As of early 2025, these institutions number 55 across the country, enrolling some 16,000 students, mostly from middle-class families seeking an affordable upgrade from overcrowded public options.
The initiative traces its roots to a 2016 state visit by President Abdel Fattah Al-Sisi to Japan, where he and former Prime Minister Shinzo Abe unveiled the Egypt-Japan Education Partnership. This collaboration sought to infuse Egypt’s beleaguered school system, criticized for its emphasis on test-cramming over critical thinking, with elements of Japan’s “whole child” philosophy.
Folded into the Education Ministry’s sweeping “Education 2.0” reform, launched in 2018 and slated for full rollout by 2030, the program aligns with the nation’s Egypt Vision 2030 blueprint for socioeconomic renewal.
By blending Japanese methods with the Egyptian national curriculum, these schools offer instruction in English, all while capping classes at 35 to 40 students.
At the heart of this model lies “Tokkatsu,” shorthand for “tokubetsu katsudo,” which means special activities, which prioritize interpersonal skills, emotional maturity, and collaborative habits alongside core subjects. Students engage in daily rituals like classroom cleanups and group chores to teach hygiene, responsibility, and peer cooperation — practices drawn from a system that boasts a 99 percent literacy rate for those 15 years old and older, and ranks eighth globally in the public education system, per a 2021 survey by U.S. News & World Report.
Egypt, by contrast, placed 39th in the same ranking, highlighting the urgency of reform. Though Japanese is absent from the syllabus, the approach, backed by the Japanese International Cooperation Agency (JICA), cultivates “socially adjusted” learners through these immersive exercises, free from the national curriculum’s heavier reliance on drills.

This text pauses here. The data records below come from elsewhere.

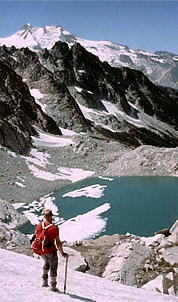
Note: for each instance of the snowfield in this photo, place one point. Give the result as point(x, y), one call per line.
point(20, 280)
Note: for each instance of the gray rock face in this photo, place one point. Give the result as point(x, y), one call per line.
point(85, 95)
point(150, 262)
point(18, 111)
point(146, 160)
point(161, 67)
point(10, 238)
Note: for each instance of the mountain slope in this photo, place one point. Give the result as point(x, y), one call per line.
point(83, 94)
point(24, 281)
point(160, 67)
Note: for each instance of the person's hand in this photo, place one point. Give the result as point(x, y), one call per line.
point(65, 255)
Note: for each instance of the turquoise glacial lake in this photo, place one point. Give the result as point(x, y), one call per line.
point(138, 205)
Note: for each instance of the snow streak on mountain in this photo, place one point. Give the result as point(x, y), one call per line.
point(161, 67)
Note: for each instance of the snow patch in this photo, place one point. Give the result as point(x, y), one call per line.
point(85, 226)
point(93, 191)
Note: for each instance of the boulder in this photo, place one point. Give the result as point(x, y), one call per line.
point(165, 284)
point(126, 260)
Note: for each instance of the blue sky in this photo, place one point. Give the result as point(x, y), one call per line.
point(146, 25)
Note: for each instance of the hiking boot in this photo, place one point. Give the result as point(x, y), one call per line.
point(45, 281)
point(53, 287)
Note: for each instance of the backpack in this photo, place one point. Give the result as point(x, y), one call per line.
point(40, 244)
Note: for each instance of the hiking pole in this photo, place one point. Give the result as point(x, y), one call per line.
point(65, 279)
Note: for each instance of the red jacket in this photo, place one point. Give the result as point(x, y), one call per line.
point(52, 232)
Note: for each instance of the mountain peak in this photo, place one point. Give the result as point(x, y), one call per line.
point(161, 67)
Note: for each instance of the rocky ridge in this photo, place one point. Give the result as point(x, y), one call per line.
point(69, 78)
point(82, 94)
point(160, 67)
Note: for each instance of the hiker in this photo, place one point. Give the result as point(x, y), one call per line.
point(51, 259)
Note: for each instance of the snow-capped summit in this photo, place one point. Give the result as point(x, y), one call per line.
point(160, 67)
point(37, 38)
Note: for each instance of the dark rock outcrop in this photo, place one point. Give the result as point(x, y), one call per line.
point(19, 112)
point(86, 95)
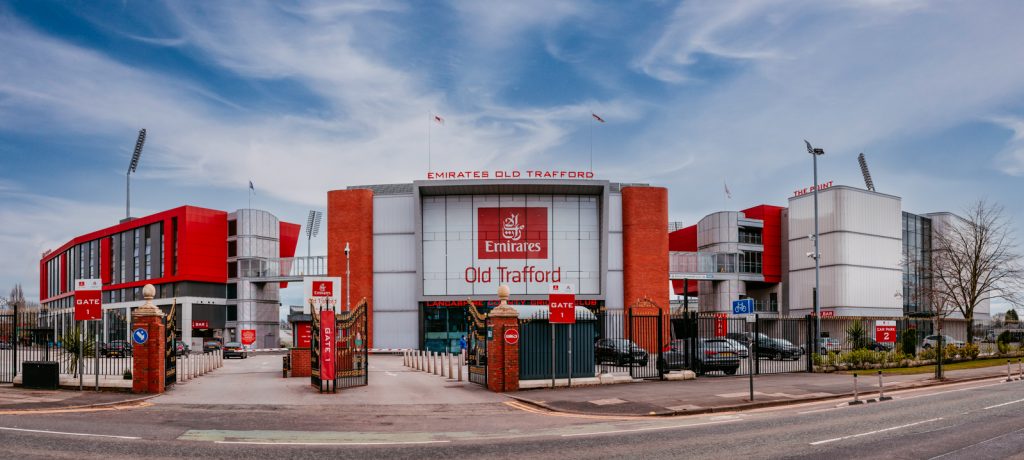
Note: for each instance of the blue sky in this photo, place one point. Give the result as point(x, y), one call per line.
point(302, 97)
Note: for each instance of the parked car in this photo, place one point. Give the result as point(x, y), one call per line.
point(620, 351)
point(210, 346)
point(116, 348)
point(778, 349)
point(235, 349)
point(933, 340)
point(825, 344)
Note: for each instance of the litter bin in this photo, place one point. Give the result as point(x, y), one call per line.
point(40, 374)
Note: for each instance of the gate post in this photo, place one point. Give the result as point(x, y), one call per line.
point(503, 358)
point(147, 358)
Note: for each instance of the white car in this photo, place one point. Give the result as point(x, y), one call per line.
point(933, 340)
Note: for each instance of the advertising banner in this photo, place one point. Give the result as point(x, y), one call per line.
point(473, 244)
point(327, 343)
point(88, 299)
point(248, 336)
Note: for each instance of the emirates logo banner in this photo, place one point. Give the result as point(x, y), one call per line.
point(518, 233)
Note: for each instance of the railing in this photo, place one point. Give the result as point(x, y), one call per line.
point(284, 267)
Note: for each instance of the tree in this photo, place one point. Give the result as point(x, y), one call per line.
point(975, 259)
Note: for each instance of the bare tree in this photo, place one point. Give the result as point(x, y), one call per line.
point(975, 259)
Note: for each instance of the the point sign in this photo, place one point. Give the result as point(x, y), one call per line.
point(511, 336)
point(561, 303)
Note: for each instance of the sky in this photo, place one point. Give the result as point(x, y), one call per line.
point(303, 97)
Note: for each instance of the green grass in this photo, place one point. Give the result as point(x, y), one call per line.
point(977, 364)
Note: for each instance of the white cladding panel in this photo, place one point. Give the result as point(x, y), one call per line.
point(393, 292)
point(394, 214)
point(394, 253)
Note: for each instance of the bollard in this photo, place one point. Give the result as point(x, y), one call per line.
point(882, 389)
point(856, 395)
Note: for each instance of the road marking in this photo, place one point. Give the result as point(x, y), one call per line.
point(68, 433)
point(650, 428)
point(816, 443)
point(382, 443)
point(1005, 404)
point(977, 444)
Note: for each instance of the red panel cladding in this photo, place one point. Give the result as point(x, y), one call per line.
point(104, 260)
point(64, 273)
point(289, 239)
point(350, 218)
point(203, 245)
point(771, 260)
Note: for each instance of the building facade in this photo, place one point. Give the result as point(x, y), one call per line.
point(418, 251)
point(192, 255)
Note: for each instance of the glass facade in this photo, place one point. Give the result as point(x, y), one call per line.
point(916, 263)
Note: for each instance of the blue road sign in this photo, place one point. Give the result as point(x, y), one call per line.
point(139, 336)
point(742, 306)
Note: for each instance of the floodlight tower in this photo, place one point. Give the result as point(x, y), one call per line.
point(312, 228)
point(815, 153)
point(131, 168)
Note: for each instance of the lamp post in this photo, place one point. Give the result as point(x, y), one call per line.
point(348, 281)
point(815, 153)
point(131, 168)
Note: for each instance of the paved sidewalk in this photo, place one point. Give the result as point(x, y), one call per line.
point(720, 393)
point(15, 399)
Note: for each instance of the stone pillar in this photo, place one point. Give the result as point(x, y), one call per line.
point(503, 358)
point(147, 367)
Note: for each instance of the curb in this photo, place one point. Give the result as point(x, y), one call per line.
point(747, 406)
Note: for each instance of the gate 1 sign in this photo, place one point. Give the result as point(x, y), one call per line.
point(327, 345)
point(721, 325)
point(561, 304)
point(885, 331)
point(88, 294)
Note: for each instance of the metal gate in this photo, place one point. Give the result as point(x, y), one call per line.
point(353, 354)
point(8, 348)
point(476, 360)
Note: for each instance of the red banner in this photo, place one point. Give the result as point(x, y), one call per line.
point(88, 300)
point(327, 345)
point(721, 325)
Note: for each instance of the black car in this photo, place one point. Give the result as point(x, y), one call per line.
point(778, 349)
point(620, 352)
point(116, 348)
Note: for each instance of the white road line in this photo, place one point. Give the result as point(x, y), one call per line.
point(816, 443)
point(68, 433)
point(383, 443)
point(652, 428)
point(1005, 404)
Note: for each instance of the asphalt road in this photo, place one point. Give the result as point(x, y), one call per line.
point(983, 419)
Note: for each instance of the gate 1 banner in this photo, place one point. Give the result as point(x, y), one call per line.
point(885, 331)
point(88, 298)
point(327, 345)
point(561, 303)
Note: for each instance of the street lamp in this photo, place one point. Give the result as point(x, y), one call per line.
point(348, 281)
point(815, 153)
point(131, 168)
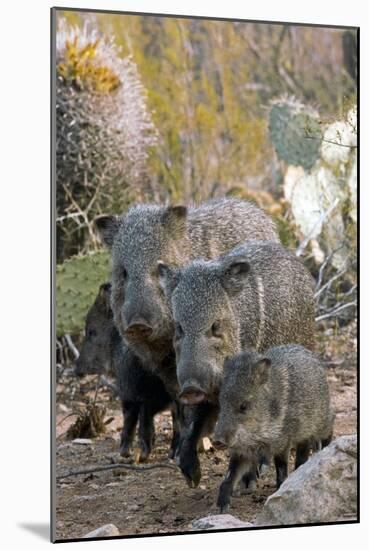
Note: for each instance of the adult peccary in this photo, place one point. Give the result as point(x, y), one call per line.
point(149, 234)
point(256, 296)
point(270, 403)
point(141, 392)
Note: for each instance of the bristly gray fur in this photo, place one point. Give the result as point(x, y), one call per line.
point(290, 406)
point(258, 294)
point(148, 234)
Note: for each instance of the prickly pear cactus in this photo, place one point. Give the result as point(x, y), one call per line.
point(295, 133)
point(77, 283)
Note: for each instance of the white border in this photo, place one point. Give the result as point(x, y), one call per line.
point(25, 184)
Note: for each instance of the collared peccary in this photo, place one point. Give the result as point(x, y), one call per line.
point(270, 403)
point(141, 392)
point(257, 295)
point(149, 234)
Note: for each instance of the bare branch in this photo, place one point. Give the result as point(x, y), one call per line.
point(71, 346)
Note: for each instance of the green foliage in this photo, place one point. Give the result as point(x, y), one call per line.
point(77, 282)
point(295, 132)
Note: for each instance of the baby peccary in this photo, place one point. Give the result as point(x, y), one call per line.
point(269, 404)
point(141, 392)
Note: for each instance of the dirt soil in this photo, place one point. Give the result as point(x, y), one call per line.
point(159, 501)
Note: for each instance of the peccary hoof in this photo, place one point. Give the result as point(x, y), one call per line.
point(190, 467)
point(143, 452)
point(125, 450)
point(224, 509)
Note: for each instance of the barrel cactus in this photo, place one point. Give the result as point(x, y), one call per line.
point(77, 283)
point(104, 133)
point(295, 132)
point(323, 201)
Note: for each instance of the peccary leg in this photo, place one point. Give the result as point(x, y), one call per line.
point(249, 480)
point(176, 422)
point(146, 431)
point(201, 421)
point(130, 415)
point(236, 470)
point(281, 466)
point(302, 453)
point(327, 441)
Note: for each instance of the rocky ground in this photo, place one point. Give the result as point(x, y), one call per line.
point(159, 501)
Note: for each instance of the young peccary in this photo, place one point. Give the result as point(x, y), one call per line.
point(148, 234)
point(141, 392)
point(270, 403)
point(256, 296)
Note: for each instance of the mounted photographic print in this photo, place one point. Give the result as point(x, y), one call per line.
point(204, 310)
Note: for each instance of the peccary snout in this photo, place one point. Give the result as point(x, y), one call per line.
point(192, 395)
point(219, 445)
point(139, 327)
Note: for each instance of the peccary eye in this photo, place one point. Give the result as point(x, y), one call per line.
point(244, 407)
point(216, 329)
point(91, 333)
point(178, 331)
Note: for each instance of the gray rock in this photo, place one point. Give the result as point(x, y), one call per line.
point(324, 489)
point(108, 530)
point(221, 521)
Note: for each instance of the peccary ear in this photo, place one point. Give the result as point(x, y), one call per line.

Aimed at middle-income families, the schools offer an education considered better than public options, yet more affordable than most elite private schools.
The annual tuition averaged EGP 18,650 (USD 393.3) for the school year 2025-2026, not including the school uniform or textbooks. The fees may be paid in three installments: the first within a week of the child’s acceptance, the second in November, and the final in January.
Meanwhile, private schools’ tuition fees in 2025, whether Arabic or English-track, range from EGP 5,000 (USD 105.4) to EGP 35,000 (USD 738), while international schools can cost up to EGP 450,000 (USD 9,490) per year.
JICA’s role goes beyond pedagogy. Since 2018, the agency has provided roughly EGP 26.1 billion (USD 550.4 million) in grants and loans, including EGP 7.5 million (USD 158,168) in 2019, to build and equip these schools. Thousands of Egyptian educators have traveled to Japan for hands-on training on tokkatsu.
Looking ahead, the plan is ambitious: the country aims to establish 100 Japanese schools, upgrading select public schools along the way, with a long-term goal of 500 nationwide to ease overcrowding in underserved governorates.